I salvaged several Challenger/Northerns, K-5s, a Hudson, and some Reading and a single Pennsy Atlantic. I had to buy a lot of repro lead/trailing truck wheels, bolierfronts, reverse unit drums and fingers, and numerous diecast tender truck sides. I even managed to get a 571 Challenger to operate using the RDC mechanism (a relay that worked like a Lionel whistle relay with a jolt of DC controlling the reverse action so the engine would keep running in the same direction until dc was applied; the relay has a screwy spring tensioner that has to be just so to work properly, and perfectly level track so the relay didn't trigger accidentally), and a couple tender chugger mechanisms.
In hindsight, I would have suggested just doing cosmetic repairs and displaying the collection of Flyer trains. I didn't live close enough to maintain the trains so they'd run properly, and they were quirky enough that a repair person really needs to understand their odd needs. The resulting pieces were all solid, and made for interesting conversation pieces. I caught the bug, and have a small fleet of solid Flyer 3/16th O gauge pieces as well. They look great lugging a long string of Marx 3/16ths O gauge tin litho cars - definitely not for folks who don't like working on pieces which can crumble before their eyes, and don't mind having a big junk box full of Flyer donors for shells and other parts.
My Legacy GP9 is/was packed full of electronics.

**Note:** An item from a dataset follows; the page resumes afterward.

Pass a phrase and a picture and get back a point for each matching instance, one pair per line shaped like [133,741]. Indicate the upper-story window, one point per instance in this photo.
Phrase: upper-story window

When I removed the shell so I could repaint it I took out the smoke unit at the same time. That gave me some space but it was still hard to get the number boards/lights back in and the shell back in place.

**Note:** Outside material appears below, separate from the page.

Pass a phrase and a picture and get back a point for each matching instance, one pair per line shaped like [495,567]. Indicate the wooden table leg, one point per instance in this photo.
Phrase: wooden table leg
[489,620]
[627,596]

3rd Rail E7, I have a loose roller assembly. Not so hard to get the shell off, but once inside I can't fix the problem because the wiring is soldered to the screw. How do you tighten the screw with a wire soldered to it?!?!?! I also removed the smoke unit and that freed up a lot of room.

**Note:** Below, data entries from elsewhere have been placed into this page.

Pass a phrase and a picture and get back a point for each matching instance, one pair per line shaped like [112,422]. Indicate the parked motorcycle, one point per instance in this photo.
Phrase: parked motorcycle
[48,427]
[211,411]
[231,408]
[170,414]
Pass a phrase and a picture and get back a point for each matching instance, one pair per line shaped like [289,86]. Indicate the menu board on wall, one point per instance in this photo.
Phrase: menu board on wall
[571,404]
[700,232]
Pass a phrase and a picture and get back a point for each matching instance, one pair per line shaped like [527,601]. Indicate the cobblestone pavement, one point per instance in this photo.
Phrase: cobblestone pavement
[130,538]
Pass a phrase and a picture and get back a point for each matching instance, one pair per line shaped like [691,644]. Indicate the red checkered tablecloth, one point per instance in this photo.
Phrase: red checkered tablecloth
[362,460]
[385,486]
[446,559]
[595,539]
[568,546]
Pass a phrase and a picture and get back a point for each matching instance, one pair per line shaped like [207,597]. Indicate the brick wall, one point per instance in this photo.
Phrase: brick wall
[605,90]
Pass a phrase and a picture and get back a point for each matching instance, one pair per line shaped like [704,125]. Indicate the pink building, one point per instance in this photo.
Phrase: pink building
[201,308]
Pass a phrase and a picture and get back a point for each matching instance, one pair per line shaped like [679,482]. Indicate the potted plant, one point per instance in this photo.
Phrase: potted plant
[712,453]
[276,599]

The easiest engine I have worked on is my Railking 2-8-0. 4 screws and it practically falls apart.
I've had my Williams brass 611 apart so many times in the past month I believe I can field-strip it blindfolded . Nothing was really broken, I was either trying to reduce the noise level coming from the drive train or experimenting with PS2 tach tapes. I do believe I increased some muscle mass in my arms from lifting this beast.
I've got a 1966 Scout set. It is my first Lionel set that my father bought when I was 4 years old.
I remember reading that a service bulletin from Lionel said to just replace the loco rather than trying to fix it.
Once I found out about that, I stopped running it with regularity sometime around 1998.